Sao Paulo. – Demonstrators occupied Brazil’s finance ministry, flooded the center of Sao Paulo and went on strike in a string of cities on Wednesday to protest reforms to the cash-strapped country’s pension system.

The biggest demonstration took place in the financial powerhouse Sao Paulo, where thousands of people filled a section of the main avenue.

Addressing a cheering crowd organisers said numbered up to 80 000 people, the fiery former leftist president Luiz Inacio Lula da Silva said the government wants to “end the achievements of the working class over the past years.”

“The people will only stop when they choose a government democratically,” he said, alluding to the impeachment of his chosen successor Dilma Rousseff last year, which installed the current center-right President Michel Temer in office. Lula leads the polls ahead of elections next year.

In Sao Paulo, a strike by metro and bus workers in Sao Paulo earlier had paralysed the morning rush hour.

‘‘We’re on strike for the future of the country’’

During a dramatic protest in the capital Brasilia, hundreds of activists burst into the finance ministry before the start of the workday, occupying the building until late afternoon. Police said they vandalised the ministry and broke windows.

Staff at public schools in Rio de Janeiro also went on strike, trash collectors stopped work in Curitiba and the metro was shut down in Belo Horizonte, according to the news portal G1.

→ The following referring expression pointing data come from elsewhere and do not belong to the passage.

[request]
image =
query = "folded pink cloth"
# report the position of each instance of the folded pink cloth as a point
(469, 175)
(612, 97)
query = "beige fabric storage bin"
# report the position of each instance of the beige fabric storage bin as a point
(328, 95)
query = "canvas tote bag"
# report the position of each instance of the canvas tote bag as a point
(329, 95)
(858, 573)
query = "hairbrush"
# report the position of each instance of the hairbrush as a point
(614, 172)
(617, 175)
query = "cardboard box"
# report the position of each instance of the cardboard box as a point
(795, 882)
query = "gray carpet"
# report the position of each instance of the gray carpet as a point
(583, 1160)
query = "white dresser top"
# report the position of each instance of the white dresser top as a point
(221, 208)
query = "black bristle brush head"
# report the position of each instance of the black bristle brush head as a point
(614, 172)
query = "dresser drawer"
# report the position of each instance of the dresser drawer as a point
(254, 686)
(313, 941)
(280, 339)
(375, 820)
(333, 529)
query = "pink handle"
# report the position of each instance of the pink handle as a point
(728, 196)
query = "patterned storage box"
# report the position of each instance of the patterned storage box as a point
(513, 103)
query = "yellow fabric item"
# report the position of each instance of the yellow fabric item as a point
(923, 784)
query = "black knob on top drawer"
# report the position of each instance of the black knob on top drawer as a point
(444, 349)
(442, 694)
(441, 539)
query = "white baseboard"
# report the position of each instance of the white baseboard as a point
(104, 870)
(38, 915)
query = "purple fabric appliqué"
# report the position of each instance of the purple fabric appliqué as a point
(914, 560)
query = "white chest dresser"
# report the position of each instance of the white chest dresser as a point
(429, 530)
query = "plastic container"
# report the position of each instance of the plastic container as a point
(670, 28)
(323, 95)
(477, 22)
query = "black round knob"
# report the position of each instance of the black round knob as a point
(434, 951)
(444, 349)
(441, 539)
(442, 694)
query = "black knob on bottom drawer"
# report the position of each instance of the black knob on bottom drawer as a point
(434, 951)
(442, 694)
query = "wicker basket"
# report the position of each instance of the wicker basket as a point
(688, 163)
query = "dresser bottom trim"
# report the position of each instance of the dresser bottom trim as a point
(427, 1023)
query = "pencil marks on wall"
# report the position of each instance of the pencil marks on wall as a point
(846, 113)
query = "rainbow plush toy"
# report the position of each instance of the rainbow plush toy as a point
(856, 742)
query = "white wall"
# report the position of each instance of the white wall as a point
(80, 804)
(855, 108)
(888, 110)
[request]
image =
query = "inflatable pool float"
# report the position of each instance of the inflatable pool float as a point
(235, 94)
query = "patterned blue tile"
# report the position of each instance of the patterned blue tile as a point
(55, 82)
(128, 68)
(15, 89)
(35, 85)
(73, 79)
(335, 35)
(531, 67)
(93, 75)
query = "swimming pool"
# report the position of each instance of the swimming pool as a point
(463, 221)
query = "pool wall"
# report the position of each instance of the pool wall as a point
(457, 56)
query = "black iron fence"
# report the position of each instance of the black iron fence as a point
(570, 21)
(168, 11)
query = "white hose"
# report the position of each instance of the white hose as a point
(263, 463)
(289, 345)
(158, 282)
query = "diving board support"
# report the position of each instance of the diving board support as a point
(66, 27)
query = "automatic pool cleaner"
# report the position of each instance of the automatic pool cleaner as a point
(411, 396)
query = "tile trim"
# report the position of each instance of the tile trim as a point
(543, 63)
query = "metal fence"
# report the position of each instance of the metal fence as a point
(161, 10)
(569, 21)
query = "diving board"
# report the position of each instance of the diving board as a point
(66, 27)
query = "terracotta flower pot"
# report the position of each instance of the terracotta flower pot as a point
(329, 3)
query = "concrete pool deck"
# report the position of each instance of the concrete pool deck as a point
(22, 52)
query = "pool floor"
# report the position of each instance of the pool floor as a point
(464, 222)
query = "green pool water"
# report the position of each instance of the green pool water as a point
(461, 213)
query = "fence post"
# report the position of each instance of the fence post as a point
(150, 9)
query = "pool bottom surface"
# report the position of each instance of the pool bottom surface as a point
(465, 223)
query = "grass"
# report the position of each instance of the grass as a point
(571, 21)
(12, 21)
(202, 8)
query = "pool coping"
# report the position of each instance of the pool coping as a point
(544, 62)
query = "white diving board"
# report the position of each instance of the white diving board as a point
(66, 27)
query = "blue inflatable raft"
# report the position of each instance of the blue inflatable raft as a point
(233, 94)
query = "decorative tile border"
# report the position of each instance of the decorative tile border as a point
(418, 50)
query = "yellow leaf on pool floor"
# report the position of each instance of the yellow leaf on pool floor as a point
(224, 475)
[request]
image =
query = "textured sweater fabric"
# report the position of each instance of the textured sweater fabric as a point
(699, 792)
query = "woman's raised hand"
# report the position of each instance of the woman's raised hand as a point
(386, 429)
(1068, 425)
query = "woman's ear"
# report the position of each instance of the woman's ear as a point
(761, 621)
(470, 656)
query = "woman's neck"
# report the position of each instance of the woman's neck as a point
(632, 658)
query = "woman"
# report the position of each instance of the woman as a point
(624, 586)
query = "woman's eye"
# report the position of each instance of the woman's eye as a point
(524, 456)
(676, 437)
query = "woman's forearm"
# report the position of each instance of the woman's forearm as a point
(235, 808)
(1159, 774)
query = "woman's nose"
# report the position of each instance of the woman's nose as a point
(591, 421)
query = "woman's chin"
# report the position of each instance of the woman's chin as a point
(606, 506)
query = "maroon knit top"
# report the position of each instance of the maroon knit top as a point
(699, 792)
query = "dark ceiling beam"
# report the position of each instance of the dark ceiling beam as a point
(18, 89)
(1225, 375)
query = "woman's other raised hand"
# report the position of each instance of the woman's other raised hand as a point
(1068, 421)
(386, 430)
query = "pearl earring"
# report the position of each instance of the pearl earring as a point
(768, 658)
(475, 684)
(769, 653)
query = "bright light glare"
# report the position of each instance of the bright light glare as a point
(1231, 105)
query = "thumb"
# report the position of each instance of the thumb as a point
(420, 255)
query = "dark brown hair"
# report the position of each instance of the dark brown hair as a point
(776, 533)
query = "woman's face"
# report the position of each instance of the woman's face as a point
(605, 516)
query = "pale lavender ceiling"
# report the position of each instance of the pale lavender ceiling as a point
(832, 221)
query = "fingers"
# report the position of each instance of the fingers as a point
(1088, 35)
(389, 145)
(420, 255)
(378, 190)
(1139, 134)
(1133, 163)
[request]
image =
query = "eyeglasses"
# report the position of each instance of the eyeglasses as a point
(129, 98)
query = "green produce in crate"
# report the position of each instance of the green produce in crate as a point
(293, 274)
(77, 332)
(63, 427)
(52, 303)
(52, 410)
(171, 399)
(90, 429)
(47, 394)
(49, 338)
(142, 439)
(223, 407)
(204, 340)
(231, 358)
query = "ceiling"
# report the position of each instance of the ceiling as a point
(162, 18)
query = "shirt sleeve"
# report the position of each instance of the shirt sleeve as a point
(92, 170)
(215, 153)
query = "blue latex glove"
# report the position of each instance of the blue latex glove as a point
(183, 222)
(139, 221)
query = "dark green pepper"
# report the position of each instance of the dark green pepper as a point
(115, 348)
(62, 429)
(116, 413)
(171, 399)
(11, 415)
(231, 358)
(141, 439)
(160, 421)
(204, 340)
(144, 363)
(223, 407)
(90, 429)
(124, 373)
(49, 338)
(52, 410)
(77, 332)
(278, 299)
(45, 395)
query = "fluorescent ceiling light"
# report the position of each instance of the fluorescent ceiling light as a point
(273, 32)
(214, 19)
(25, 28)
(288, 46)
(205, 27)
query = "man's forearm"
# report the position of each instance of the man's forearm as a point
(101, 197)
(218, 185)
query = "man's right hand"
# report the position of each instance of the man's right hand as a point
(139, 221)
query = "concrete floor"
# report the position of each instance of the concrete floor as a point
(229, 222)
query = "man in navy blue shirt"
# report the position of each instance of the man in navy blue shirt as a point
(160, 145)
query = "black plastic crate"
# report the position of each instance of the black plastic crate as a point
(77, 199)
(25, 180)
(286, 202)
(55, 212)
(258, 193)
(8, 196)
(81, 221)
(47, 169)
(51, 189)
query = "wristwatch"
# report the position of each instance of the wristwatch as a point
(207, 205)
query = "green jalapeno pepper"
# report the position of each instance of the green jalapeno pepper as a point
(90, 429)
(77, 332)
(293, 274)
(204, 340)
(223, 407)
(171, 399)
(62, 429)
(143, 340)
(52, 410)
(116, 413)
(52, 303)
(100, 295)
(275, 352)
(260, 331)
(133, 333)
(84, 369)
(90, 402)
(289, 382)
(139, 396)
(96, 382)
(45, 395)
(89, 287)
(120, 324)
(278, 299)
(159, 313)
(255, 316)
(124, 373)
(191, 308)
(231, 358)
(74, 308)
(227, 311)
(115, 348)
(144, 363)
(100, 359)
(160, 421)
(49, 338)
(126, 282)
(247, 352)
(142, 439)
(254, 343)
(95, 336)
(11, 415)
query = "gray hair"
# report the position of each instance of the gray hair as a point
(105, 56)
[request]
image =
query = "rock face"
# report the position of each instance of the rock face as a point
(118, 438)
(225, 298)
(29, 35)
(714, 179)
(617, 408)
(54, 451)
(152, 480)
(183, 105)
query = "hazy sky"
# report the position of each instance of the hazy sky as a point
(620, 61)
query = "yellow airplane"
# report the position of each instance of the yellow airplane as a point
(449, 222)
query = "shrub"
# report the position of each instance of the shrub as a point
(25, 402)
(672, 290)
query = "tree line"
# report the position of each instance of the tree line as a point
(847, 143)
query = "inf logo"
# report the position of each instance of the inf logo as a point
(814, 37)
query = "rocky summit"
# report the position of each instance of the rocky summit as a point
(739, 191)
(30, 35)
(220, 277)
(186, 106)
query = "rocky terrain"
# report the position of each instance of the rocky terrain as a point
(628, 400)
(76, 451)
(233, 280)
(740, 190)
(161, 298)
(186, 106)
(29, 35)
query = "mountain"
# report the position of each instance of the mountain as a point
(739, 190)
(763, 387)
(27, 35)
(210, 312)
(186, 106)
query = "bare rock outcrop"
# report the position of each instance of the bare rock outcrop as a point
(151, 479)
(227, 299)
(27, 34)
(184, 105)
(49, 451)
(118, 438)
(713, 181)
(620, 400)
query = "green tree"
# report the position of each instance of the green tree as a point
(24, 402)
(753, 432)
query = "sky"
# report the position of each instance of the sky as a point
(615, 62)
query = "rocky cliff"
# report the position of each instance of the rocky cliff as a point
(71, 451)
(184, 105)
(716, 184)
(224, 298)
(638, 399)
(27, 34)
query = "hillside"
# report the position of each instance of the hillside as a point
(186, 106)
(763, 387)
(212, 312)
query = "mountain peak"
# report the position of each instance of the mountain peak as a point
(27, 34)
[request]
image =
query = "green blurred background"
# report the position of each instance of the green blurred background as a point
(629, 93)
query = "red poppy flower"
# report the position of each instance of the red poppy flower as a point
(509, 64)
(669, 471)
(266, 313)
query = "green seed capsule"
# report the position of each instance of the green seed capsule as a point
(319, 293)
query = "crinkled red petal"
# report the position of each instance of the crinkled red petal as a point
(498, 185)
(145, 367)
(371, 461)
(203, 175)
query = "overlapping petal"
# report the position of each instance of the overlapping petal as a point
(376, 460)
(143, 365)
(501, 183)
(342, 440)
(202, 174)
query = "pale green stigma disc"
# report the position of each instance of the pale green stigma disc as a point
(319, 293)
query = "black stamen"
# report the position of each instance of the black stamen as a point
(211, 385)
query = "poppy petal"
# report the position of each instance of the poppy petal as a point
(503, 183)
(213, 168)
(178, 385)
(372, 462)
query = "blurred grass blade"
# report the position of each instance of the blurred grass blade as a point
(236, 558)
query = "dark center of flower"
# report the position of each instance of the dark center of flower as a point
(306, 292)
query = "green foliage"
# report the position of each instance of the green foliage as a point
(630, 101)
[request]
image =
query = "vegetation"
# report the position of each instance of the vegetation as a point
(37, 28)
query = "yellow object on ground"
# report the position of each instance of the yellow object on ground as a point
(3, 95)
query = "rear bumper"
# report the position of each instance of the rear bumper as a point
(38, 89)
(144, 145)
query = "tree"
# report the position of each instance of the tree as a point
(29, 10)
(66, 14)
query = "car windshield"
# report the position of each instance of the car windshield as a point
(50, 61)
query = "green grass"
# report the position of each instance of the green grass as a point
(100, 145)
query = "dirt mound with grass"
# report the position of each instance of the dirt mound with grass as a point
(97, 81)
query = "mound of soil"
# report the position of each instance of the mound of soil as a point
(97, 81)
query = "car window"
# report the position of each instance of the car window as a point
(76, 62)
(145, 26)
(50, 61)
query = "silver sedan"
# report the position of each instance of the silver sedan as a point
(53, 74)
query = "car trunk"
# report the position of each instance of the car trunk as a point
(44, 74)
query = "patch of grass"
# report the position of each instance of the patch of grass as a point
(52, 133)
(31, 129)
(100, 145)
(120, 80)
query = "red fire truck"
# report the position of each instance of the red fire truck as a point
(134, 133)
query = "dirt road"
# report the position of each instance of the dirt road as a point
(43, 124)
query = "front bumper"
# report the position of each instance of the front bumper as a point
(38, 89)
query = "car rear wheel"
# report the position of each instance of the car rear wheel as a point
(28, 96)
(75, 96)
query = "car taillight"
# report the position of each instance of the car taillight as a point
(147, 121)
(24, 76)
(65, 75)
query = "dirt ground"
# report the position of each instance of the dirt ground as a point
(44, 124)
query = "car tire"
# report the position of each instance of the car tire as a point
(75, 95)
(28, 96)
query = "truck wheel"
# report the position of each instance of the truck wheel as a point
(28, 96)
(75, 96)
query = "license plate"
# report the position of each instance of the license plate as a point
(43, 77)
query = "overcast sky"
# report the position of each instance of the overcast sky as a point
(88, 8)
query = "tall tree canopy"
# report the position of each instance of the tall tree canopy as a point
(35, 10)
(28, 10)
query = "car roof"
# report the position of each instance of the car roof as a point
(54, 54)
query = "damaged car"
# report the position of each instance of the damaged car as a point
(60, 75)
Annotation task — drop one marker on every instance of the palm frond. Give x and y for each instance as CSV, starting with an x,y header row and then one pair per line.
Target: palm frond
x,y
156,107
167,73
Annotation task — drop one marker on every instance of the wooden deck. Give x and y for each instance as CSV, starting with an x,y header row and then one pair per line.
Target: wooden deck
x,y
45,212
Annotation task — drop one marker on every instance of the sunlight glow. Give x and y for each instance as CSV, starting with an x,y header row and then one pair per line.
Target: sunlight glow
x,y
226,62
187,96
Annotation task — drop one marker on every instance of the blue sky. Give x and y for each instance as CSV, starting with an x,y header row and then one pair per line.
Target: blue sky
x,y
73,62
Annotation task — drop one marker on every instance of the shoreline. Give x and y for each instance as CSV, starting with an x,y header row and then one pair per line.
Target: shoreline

Rio’s protest ended in turmoil when some demonstrators clashed with the police, who threw tear gas and stun grenades, Globo TV reported.

The unrest in more than 20 cities marked the most serious challenge in the streets so far to Temer’s attempts to tame the budget and restore an economy mired in two straight years of recession.

“We’re on strike for the future of the country,” said Rio teacher Mirna Aragon at a protest with thousands of other people. “The rights of workers have been thrown in the gutter.”

Question of rights

A provision to set the retirement age at 65 is central to the pension reform – a shock to a country where many are able to draw pensions at 54.

That reform is needed to prevent the pension system’s “collapse,” the hugely unpopular Temer said in an address on Wednesday. – AFP.